Queen Rhaena’s reunion with her daughter Aerea had not gone well, either. The princess had no memory of her mother, and the queen no knowledge of her child, nor any fondness for the children of others. Aerea had loved the excitement of the Red Keep, with lords and ladies and envoys from queer foreign lands coming and going, knights training in the yards every morning, singers and mummers and fools capering by night, and all the clangor and color and tumult of King’s Landing just beyond the walls. She had loved the attention lavished on her as the heir to the Iron Throne as well. Great lords, gallant knights, bedmaids, washerwomen, and stableboys alike had praised her, loved her, and vied for her favor, and she had been the leader of a pack of young girls of both high and low birth who had terrorized the castle.
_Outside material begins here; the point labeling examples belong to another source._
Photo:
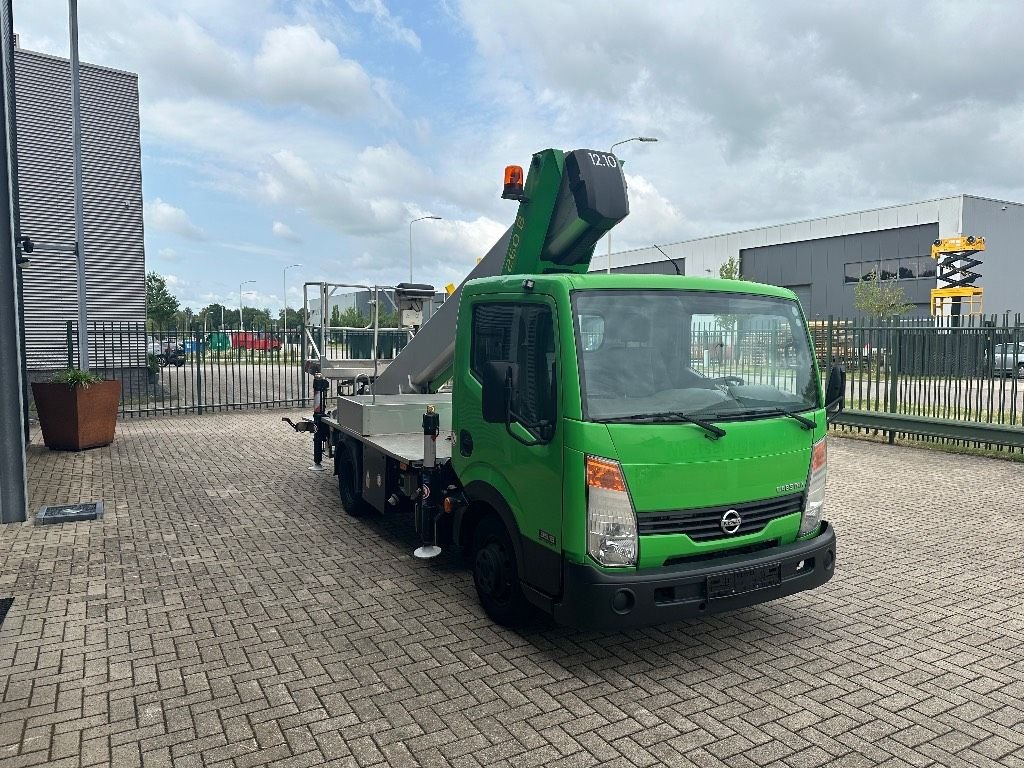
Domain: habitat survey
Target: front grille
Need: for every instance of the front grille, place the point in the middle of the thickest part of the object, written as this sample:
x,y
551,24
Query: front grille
x,y
705,524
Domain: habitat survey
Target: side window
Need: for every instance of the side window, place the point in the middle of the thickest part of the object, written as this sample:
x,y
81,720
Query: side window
x,y
492,336
521,336
535,357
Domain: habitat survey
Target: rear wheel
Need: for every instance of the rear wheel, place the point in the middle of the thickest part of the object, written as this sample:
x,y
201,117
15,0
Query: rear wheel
x,y
496,573
350,499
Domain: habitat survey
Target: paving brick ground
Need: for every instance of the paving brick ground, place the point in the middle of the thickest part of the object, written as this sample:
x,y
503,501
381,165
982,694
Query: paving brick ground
x,y
226,612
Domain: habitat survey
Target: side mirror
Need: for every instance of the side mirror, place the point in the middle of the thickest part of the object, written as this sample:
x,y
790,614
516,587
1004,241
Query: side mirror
x,y
836,391
498,377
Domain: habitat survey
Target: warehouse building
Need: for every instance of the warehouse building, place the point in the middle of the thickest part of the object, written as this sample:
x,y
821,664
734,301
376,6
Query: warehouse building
x,y
113,192
822,259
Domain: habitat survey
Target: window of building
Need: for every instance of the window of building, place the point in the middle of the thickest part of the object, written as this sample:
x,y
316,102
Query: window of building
x,y
908,267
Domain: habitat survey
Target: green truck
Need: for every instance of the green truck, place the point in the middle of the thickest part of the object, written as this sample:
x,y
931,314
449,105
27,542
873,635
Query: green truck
x,y
615,450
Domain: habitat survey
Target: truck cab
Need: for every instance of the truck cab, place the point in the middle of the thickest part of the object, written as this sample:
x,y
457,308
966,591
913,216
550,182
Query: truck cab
x,y
654,446
615,450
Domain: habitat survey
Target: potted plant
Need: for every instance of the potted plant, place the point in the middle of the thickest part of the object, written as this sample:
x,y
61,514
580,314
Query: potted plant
x,y
77,410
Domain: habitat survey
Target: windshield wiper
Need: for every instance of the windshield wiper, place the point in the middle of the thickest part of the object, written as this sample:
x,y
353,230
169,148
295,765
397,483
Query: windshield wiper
x,y
667,417
804,421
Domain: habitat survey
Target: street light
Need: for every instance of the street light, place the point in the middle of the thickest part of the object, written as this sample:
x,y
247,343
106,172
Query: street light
x,y
284,285
242,325
422,218
611,151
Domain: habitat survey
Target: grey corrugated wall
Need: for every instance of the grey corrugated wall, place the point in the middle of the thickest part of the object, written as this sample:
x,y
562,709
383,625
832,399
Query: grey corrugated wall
x,y
113,184
814,269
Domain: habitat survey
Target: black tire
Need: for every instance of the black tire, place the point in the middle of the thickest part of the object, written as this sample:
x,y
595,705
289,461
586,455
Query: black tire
x,y
350,500
496,573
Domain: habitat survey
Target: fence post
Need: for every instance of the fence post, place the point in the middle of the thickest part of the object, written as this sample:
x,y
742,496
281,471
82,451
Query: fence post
x,y
71,345
198,353
894,359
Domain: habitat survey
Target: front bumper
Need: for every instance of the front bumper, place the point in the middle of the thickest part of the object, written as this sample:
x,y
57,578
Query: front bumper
x,y
596,599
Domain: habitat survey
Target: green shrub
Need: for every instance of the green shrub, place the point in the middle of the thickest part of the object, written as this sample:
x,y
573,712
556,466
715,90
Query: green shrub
x,y
75,378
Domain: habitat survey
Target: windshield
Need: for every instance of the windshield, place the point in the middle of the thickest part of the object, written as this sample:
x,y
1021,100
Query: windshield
x,y
711,354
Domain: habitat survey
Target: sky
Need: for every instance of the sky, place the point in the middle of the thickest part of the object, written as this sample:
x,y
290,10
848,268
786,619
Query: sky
x,y
312,132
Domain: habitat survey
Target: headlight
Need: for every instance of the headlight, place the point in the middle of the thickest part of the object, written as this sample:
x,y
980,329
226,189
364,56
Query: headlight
x,y
814,507
611,523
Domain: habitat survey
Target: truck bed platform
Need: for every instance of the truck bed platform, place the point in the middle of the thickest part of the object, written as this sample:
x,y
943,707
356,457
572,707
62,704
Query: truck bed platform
x,y
402,446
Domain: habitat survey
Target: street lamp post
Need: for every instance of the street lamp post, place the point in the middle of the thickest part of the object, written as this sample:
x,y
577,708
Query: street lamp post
x,y
422,218
242,325
284,286
611,151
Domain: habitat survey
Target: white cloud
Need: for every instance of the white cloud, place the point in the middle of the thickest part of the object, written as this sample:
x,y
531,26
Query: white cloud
x,y
295,65
283,230
390,24
166,218
168,254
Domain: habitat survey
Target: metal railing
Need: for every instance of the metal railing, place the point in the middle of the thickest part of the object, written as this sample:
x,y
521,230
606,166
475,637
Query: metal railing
x,y
961,383
185,371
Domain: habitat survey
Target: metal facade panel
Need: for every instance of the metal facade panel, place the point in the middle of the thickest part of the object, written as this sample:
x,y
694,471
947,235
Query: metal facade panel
x,y
113,186
1001,223
816,268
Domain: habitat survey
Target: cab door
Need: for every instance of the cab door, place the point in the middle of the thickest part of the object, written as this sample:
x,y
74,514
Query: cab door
x,y
521,462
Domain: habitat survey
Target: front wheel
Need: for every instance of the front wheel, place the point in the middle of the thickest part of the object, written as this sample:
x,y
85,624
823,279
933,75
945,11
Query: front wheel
x,y
497,576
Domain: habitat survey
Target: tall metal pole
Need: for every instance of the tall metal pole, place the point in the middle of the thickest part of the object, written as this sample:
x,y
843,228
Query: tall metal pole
x,y
242,326
13,491
76,122
284,294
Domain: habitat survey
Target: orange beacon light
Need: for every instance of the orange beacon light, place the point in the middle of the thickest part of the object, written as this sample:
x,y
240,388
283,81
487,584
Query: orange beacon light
x,y
513,182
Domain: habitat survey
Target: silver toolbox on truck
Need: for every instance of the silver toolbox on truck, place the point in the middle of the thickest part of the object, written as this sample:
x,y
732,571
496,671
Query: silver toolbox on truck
x,y
391,414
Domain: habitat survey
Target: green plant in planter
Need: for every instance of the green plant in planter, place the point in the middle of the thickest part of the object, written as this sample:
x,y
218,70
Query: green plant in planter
x,y
77,410
75,378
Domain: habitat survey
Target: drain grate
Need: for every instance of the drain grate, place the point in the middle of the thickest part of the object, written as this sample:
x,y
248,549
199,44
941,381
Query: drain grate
x,y
70,513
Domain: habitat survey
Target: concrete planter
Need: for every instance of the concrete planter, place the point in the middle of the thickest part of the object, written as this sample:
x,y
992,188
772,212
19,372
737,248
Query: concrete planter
x,y
77,418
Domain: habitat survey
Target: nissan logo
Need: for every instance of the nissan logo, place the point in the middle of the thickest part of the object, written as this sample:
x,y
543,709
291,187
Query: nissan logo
x,y
731,521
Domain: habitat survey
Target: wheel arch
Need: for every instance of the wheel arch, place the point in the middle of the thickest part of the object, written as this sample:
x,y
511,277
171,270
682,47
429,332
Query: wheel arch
x,y
484,499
All that had been taken from her when her mother carried her off to Dragonstone against her wishes. Compared to King’s Landing, the island was a dull place, sleepy and quiet. There were no girls of her own age in the castle, and Aerea was not allowed to mingle with the daughters of the fisherfolk in the village beneath the walls. Her mother was a stranger to her, sometimes stern and sometimes shy, much given to brooding, and the women who surrounded her seemed to take little interest in Aerea. Of all of them, the only one the princess warmed to was Elissa Farman of Fair Isle, who told her tales of her adventures and promised to teach her how to sail. Lady Elissa was no happier on Dragonstone than Aerea herself, however; she missed her wide western seas and spoke often of returning to them. “Take me with you,” Princess Aerea would say when she did, and Elissa Farman would laugh.
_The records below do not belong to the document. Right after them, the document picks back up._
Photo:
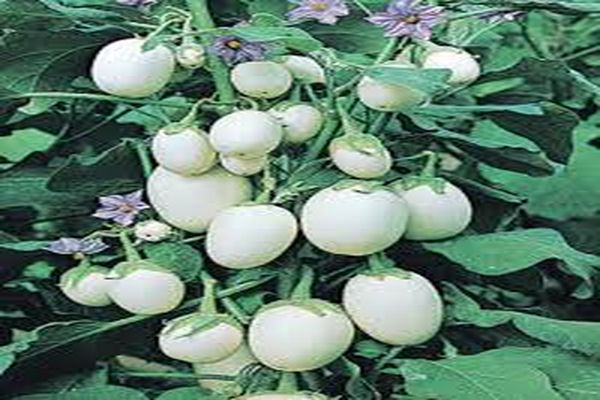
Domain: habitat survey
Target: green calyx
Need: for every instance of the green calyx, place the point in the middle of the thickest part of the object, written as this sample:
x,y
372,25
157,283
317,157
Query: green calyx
x,y
192,324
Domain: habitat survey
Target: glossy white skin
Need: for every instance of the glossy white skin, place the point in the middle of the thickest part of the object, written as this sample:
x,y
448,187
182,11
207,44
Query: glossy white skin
x,y
250,236
246,134
261,79
230,366
121,68
435,216
361,165
207,346
187,152
300,122
353,223
290,338
304,69
465,69
92,290
244,166
190,203
152,231
147,292
395,311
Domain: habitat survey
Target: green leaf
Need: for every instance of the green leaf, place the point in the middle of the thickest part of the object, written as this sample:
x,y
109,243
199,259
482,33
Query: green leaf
x,y
502,253
571,193
181,258
475,378
428,81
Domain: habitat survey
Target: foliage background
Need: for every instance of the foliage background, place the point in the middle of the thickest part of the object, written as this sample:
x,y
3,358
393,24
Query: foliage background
x,y
522,303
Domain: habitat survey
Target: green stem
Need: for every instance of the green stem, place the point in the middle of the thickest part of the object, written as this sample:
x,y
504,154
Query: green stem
x,y
288,383
220,73
302,291
130,252
209,301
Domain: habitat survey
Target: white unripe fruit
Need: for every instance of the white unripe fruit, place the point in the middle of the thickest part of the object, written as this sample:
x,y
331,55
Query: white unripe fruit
x,y
244,166
354,222
250,236
246,134
122,68
433,215
152,231
396,310
304,69
388,97
205,346
261,79
87,286
191,203
465,68
290,338
187,152
147,291
300,122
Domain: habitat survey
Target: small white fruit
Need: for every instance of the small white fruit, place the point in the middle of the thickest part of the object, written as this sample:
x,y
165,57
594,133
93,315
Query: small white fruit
x,y
300,122
250,236
244,166
152,231
304,69
230,366
388,97
198,338
394,309
87,285
246,134
144,288
465,69
300,336
354,220
360,156
435,214
261,79
122,68
186,152
190,203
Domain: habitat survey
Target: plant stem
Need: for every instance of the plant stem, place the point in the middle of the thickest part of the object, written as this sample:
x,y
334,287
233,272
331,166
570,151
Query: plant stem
x,y
220,73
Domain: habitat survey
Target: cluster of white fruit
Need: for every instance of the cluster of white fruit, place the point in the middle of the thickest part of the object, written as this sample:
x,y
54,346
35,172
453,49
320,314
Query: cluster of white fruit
x,y
354,218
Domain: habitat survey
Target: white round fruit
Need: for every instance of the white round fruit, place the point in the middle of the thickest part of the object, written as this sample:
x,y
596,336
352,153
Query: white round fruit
x,y
261,79
152,231
291,337
366,161
465,69
186,152
244,166
396,310
353,221
250,236
300,122
190,203
122,68
179,340
246,134
87,286
146,291
230,366
434,215
388,97
304,69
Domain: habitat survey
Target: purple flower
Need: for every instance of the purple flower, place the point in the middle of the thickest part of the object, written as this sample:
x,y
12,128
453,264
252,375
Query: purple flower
x,y
405,18
121,209
234,50
324,11
68,246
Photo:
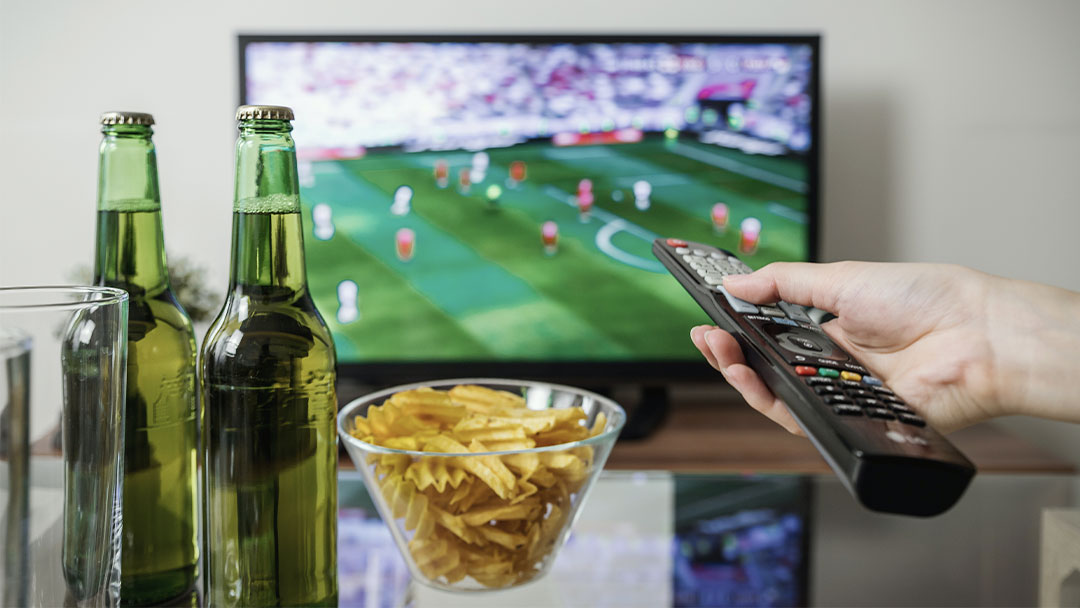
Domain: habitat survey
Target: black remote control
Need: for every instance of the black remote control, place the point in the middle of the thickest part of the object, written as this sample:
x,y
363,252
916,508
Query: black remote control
x,y
883,453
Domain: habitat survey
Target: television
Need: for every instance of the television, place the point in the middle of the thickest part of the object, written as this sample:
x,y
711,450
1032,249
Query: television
x,y
485,205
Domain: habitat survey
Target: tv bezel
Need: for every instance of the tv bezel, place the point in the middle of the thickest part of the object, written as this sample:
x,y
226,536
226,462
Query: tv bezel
x,y
638,372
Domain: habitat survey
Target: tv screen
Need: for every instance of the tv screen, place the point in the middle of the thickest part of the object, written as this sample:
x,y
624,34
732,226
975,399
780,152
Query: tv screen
x,y
481,201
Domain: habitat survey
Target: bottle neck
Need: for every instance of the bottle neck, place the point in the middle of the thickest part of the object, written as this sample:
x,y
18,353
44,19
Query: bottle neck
x,y
131,251
267,232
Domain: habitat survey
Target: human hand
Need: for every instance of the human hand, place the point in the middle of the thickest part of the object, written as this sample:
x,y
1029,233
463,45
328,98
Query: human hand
x,y
957,345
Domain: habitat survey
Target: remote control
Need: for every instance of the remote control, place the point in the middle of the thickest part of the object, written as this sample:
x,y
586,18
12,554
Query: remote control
x,y
883,453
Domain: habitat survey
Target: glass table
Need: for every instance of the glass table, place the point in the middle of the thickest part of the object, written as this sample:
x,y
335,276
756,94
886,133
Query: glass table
x,y
659,539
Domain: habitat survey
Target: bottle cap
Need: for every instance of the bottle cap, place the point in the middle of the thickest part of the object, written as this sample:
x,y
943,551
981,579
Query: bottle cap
x,y
269,112
126,118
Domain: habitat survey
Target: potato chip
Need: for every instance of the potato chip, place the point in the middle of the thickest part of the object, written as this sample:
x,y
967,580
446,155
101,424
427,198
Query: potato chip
x,y
495,517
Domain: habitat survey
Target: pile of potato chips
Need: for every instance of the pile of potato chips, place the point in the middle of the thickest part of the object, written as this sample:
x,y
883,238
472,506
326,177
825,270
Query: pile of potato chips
x,y
495,518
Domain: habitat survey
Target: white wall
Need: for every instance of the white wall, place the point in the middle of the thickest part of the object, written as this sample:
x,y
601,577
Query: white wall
x,y
950,134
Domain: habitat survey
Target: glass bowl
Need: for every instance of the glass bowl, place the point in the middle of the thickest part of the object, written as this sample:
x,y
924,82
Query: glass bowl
x,y
456,524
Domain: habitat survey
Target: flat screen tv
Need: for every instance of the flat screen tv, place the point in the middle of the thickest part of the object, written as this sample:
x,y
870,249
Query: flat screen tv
x,y
484,205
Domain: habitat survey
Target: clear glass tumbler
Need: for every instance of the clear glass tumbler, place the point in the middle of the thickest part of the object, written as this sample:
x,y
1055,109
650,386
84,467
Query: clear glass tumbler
x,y
62,391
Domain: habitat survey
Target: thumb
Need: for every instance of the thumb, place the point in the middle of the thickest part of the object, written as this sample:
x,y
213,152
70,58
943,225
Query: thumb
x,y
807,284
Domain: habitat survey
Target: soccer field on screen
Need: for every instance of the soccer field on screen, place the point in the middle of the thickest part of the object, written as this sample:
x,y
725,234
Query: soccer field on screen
x,y
480,284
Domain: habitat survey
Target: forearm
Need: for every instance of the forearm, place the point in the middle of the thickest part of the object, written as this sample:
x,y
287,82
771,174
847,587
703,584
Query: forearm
x,y
1035,336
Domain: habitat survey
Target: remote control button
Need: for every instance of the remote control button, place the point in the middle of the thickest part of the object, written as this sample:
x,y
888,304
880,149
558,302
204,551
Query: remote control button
x,y
740,266
847,410
879,413
736,304
802,342
912,419
796,312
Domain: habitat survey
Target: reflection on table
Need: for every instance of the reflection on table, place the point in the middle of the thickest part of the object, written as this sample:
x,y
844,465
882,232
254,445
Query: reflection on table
x,y
643,539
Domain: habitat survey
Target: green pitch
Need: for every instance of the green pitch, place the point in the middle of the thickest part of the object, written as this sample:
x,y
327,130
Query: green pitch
x,y
480,285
Dragonstone did have one thing King’s Landing largely lacked: dragons. In the great citadel under the shadow of the Dragonmont, more dragons were being born every time the moon turned, or so it seemed. The eggs that Dreamfyre had laid on Fair Isle had all hatched once on Dragonstone, and Rhaena Targaryen had made certain that her daughter made their acquaintance. “Choose one and make him yours,” the queen urged the princess, “and one day you will fly.” There were older dragons in the yards as well, and beyond the walls wild dragons that had escaped the castle made their lairs in hidden caves on the far side of the mountain. Princess Aerea had known Vermithor and Silverwing during her time at court, but she had never been allowed too close to them. Here she could visit with the dragons as often as she liked; the hatchlings, the young drakes, her mother’s Dreamfyre…and greatest of them all, Balerion and Vhagar, huge and ancient and sleepy, but still terrifying when they woke and stirred and spread their wings.